Raczkowanie
Zarejestrowany: 2012-12
Lokalizacja: Lublin
Wiadomości: 369
|
Dot.: Noworoczne Mamusie - STYCZEŃ/LUTY 2014 cz. 11
Witam się w nowym wątku i oczywiście wielkie gratulacje dla Agooli i Gosi!
Korzystając z okazji, że Kubuś jeszcze śpi, wklejam opis mojego porodu. Sorki za długość, ale mnie wzięło na wygadanie się.
Piątek, 3 stycznia
Od rana nic nie zapowiadało „wielkiego wydarzenia”. Czułam się tak jak zwykle w ostatnim miesiącu-siostra zgaga, braciszek ból, kuzyni obrzęki i krewny zaparcie. Kubuś ruszał się w brzuchu jak szalony, kopał boleśnie, nawet wieczorem skarżyłam się do mamy, że mam już tej ciąży serdecznie dosyć i chcę już rodzić, a tu nic się nie dzieje. Włosy miałam nieumyte, nogi nie golone od 4 dni, futrzak intymny też w pełnej krasie (mój małż uprzejmie mi doniósł, że „zarosłam jak Yeti”, sama zobaczyć nie mogłam ), ale stwierdziłam, że będę pastwić się nad własną higieną w sobotę, bo dzisiaj już mi się nie chce. I padłam spać, co nieco tylko umywszy podwozie.
Sobota, 4 stycznia
g. 4:15. Obudziłam się nagle, z pełnym przekonaniem, że mi się chce siku. Ze względu, iż zerwanie się z wyrka groziło mi niemal kalectwem z powodu bólu spojenia, zaczęłam powoli się wygrzebywać z piernatów i nagle poczułam, że jest mi coś „bardziej mokro”. Wstałam z łóżka i… już wiedziałam-zaczyna się!!! Powoli czołgałam się w stronę łazienki (całe 5 metrów od łóżka), zostawiając za sobą mokrą ścieżkę. Nic mnie nie bolało, zero stresu, raczej radość, że nareszcie koniec udręk (ha,ha,ha-tylko ja mogłam być do tego stopnia głupia…). W łazience przyjrzałam się wkładce-wody były czyste. Co więc Ewunia postanowiła zrobić?! Umyłam głowę, nałożyłam odżywkę, wysuszyłam łeb i zabrałam się za futrzaną czystkę. Nogi udało się zrobić prawie bez trudności, niestety, podwozie stawiło opór, wpadłam więc w furię i trzebiłam „na ślepo”, że się nie zarżnęłam, dzisiaj się sama dziwię… Wzięłam prysznic, długi, bo było mi zimno, piec miał się włączyć dopiero o 6.

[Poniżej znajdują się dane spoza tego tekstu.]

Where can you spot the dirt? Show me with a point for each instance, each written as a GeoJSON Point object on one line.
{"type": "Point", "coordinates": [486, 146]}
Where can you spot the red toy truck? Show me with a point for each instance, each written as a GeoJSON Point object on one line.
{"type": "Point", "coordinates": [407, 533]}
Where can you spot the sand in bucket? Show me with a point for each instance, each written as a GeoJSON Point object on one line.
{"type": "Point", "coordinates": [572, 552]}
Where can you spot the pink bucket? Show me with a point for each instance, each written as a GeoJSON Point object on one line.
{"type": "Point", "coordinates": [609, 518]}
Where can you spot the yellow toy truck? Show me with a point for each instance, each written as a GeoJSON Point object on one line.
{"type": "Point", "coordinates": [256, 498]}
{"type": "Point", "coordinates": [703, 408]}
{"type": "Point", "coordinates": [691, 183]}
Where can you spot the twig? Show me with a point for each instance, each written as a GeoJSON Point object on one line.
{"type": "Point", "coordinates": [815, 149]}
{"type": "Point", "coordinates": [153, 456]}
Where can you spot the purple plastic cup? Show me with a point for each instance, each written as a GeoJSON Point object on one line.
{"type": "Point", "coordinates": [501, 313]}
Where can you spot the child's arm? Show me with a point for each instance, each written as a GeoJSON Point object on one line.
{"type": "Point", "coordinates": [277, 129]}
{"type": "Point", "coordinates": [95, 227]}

g. 5:30. Zakończyłam czynności toaletowe i postanowiłam obudzić męża. Ocknął się dość szybko i ze stoickim spokojem zapytał „jedziemy?”. Za to go kocham, ja w międzyczasie zaczęłam już wpadać w panikę, bo na wkładce pokazały się krwawe smugi, więc zaczęło mną telepać ze strachu.
g. 5:45. Zadzwoniłam do mamy, żeby przyjechała do Wiktorii.
g. 6:20. Wyruszyliśmy do szpitala.
g. 6:45. Dotarłam na IP, siedziała super położna, powiedziałam, że odpłynęły mi wody i leją się nadal, z krwawymi smugami. Obejrzała wkładkę, powiedziała, że prawidłowo, nic złego się nie dzieje. Lekarz dyżurny miał akurat pilną cesarkę, więc w międzyczasie podłączyła mnie do ktg. Przyszła druga położna (też świetna), okazało się, że na ktg skurcze na poziomie 10-15%. Myślałam, że będę walić głową o ścianę, miałam bowiem nadzieję na tak szybką akcję, żeby na cc było za późno. Potem przyszedł pan dr, młody i baaardzo przystojny, sprawdził na samolocie, że rozwarcie jest na palec, więc przede mną będą 4 inne cc, ja byłam dopiero 5 w kolejce. Normalnie załamka, myślałam, że tam padnę z pragnienia (okropnie chciało mi się pić). Wypełniłam wszystkie papiery, zostałam uszczęśliwiona wiadomością, że nie ma miejsca i będę leżała na korytarzu (co przeżyjemy to nasze!) oraz natychmiast potem drugą wiadomością, że porodówka jest na drugim piętrze, a winda jest zepsuta (normalnie szał ciał i uprzęży!).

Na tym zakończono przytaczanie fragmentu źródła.